Research Papers

Efficient Computation of Separation-Compliant Speed Advisories for Air Traffic Arriving in Terminal Airspace

[+] Author and Article Information
Alexander V. Sadovsky

NASA Ames Research Center,
Moffett Field, CA 94035
e-mail: alexander.v.sadovsky@nasa.gov

Damek Davis

Department of Mathematics,
Los Angeles, CA 90095-1555

Douglas R. Isaacson

NASA Ames Research Center,
Moffett Field, CA 94035

1Corresponding author.

Contributed by the Dynamic Systems Division of ASME for publication in the JOURNAL OF DYNAMIC SYSTEMS, MEASUREMENT, AND CONTROL. Manuscript received February 2, 2012; final manuscript received February 21, 2014; published online May 8, 2014. Editor: J. Karl Hedrick.

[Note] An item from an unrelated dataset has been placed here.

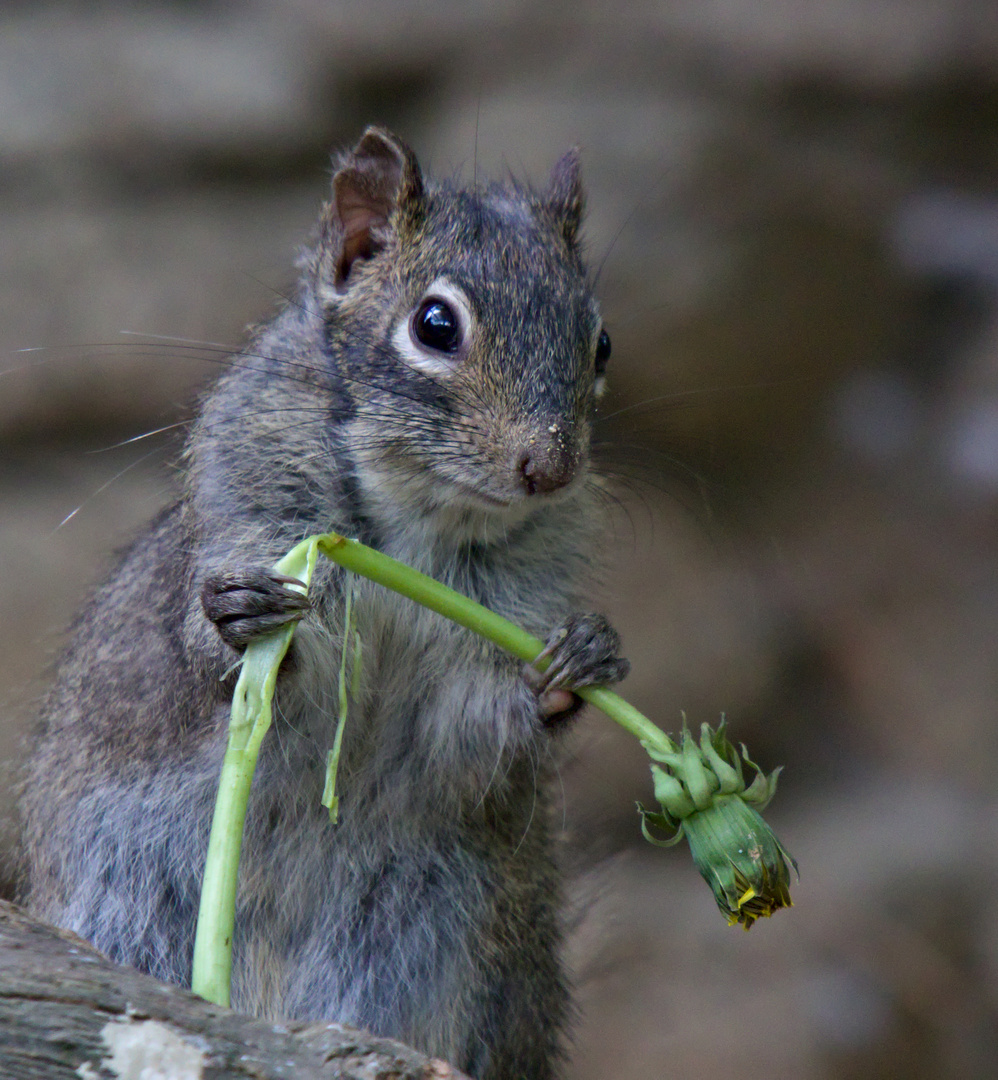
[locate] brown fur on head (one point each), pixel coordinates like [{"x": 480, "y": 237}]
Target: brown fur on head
[{"x": 506, "y": 414}]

J. Dyn. Sys., Meas., Control 136(4), 041027 (May 08, 2014) (10 pages) Paper No: DS-12-1043; doi: 10.1115/1.4026957 History: Received February 02, 2012; Revised February 21, 2014

A class of problems in air traffic management (ATM) asks for a scheduling algorithm that supplies the air traffic services authority not only with a schedule of arrivals and departures but also with speed advisories. Since advisories must be finite, a scheduling algorithm must ultimately produce a finite data set, hence must either start with a purely discrete model or involve a discretization of a continuous one. The former choice, often preferred for intuitive clarity, naturally leads to mixed-integer programs (MIPs), hindering proofs of correctness and computational cost bounds (crucial for real-time operations). In this paper, a hybrid control system is used to model air traffic scheduling, capturing both the discrete and continuous aspects. This framework is applied to a class of problems, called the fully routed nominal problem. We prove a number of geometric results on feasible schedules and use these results to formulate an algorithm that attempts to compute a collective speed advisory, effectively piecewise linear with finitely many vertices, and has computational cost polynomial in the number of aircraft. This work is a first step toward optimization and models refined with more realistic detail.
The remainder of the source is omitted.